Namun lagi-lagi itu tidak berlaku bagi Mila. Ketika ditanya berapa pegeluaran untuk hand body atau skincare? Jawabannya, “saya beli skincare ferlove yang harganya Rp2000-an di warung”. Produk yang dimaksud Mila adalah Fair & Lovely, salah satu merk dari produk perawatan kulit wajah berupa facial foam dan cream yang dijual dalam kemasan sachet.
“Saya nggak pernah pake handbody,” ujarnya ketika kami mengali lebih jauh pengeluaran untuk perawatan tubuh. Mendapat jawaban itu, refleks mata saya langsung tertuju ke kaki dan tangannya mila.
“Mba kamu hebat, di saat banyak perempuan di luar sana rela membeli skincare abal-abal agar glowing, rela berhutang demi beli skincare kamu tidak tergoda dengan semua itu.” ucapku dalam hati.

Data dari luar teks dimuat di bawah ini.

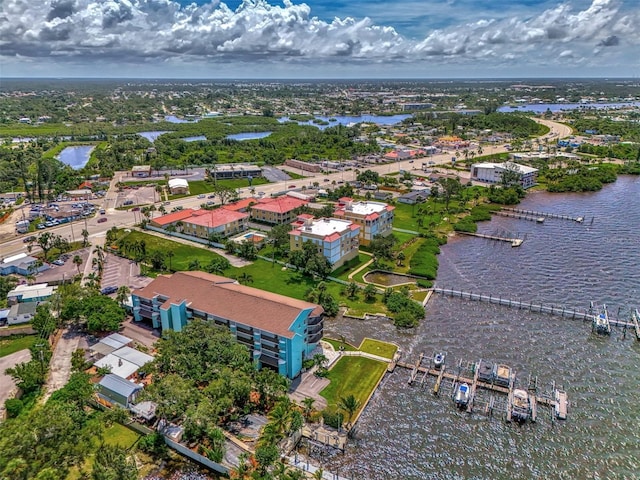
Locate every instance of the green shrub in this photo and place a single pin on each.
(13, 406)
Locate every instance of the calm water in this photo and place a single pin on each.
(76, 157)
(248, 136)
(557, 107)
(407, 433)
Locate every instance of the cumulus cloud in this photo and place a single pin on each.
(136, 31)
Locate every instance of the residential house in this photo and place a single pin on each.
(30, 293)
(21, 264)
(336, 239)
(278, 331)
(118, 391)
(492, 173)
(276, 210)
(374, 218)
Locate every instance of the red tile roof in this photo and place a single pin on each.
(224, 298)
(279, 204)
(173, 217)
(215, 218)
(241, 204)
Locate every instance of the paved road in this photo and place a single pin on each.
(121, 218)
(7, 385)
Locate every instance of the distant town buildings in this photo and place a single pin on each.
(492, 173)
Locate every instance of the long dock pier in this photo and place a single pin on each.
(519, 216)
(534, 214)
(515, 242)
(565, 312)
(557, 400)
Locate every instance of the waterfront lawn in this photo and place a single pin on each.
(337, 345)
(15, 343)
(357, 376)
(376, 347)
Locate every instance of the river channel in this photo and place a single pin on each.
(407, 433)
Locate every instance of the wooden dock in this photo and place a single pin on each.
(566, 312)
(519, 216)
(534, 214)
(557, 400)
(515, 242)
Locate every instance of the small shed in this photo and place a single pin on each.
(119, 391)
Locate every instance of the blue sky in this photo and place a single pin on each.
(320, 38)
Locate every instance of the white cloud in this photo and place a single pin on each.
(139, 31)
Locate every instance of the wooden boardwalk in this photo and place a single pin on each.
(519, 216)
(557, 400)
(544, 214)
(566, 312)
(515, 242)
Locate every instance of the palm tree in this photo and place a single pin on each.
(122, 295)
(170, 254)
(85, 238)
(308, 407)
(244, 278)
(350, 405)
(77, 261)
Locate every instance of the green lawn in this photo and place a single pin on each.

Selain makanan, keperluan pribadi Mila sebagai perempuan pun menjadi korban pengiritannya. Baginya kebutuhan keluarga lebih penting. Naluri seorang ibu yang mengutamakan keluarga patut diacungi jempol.

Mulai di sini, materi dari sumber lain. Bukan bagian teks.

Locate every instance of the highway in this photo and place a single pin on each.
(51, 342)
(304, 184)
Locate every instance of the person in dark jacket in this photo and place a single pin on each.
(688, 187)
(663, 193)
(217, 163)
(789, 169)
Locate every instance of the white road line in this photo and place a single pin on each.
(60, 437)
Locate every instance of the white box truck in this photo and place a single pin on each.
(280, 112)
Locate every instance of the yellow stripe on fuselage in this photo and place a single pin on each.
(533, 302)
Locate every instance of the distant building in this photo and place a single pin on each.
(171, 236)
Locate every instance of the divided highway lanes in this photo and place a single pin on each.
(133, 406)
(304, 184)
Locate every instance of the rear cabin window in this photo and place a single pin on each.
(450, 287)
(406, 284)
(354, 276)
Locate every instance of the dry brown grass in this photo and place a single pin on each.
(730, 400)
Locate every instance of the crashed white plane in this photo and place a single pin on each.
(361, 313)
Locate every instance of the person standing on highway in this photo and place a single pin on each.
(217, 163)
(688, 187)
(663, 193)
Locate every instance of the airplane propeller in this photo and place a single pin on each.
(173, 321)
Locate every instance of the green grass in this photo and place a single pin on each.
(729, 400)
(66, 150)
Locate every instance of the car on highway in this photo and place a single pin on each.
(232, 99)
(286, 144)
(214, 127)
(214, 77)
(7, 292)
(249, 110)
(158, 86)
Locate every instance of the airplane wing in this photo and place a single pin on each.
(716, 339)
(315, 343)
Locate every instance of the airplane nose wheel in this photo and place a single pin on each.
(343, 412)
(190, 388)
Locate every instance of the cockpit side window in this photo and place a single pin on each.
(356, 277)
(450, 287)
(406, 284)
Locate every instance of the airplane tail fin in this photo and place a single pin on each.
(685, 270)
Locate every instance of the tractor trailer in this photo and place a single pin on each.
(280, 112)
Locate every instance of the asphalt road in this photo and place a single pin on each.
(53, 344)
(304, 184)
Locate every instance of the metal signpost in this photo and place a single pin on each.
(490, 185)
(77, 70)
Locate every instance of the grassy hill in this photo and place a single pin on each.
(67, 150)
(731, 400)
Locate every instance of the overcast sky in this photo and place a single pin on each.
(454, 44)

“Saya punya utang sama Shopee Pay Later sebesar Rp450 ribu untuk membeli vitamin anak saya. Saya terpaksa ngambil shoppaylater karena kalau membeli cash tidak ada uangnya, sedangkan anak-anak saya perlu tambahan vitamin,” terang Mila yang memprioritaskan kebutuhan untuk kesehatan anaknya.
Dan tetiba Mila terperangah, kaget bukan kepalang, setelah kami menghitung biaya pengeluaran rokok suaminya sebesar Rp500 ribu sebulan. “Hah, limaratus ribu?,” ucapnya dengan wajah tampak shok dan terdiam beberapa saat. Rokok yang biasa dibeli suaminya adalah rokok Esse yang harganya setara dengan upah lembur Mila.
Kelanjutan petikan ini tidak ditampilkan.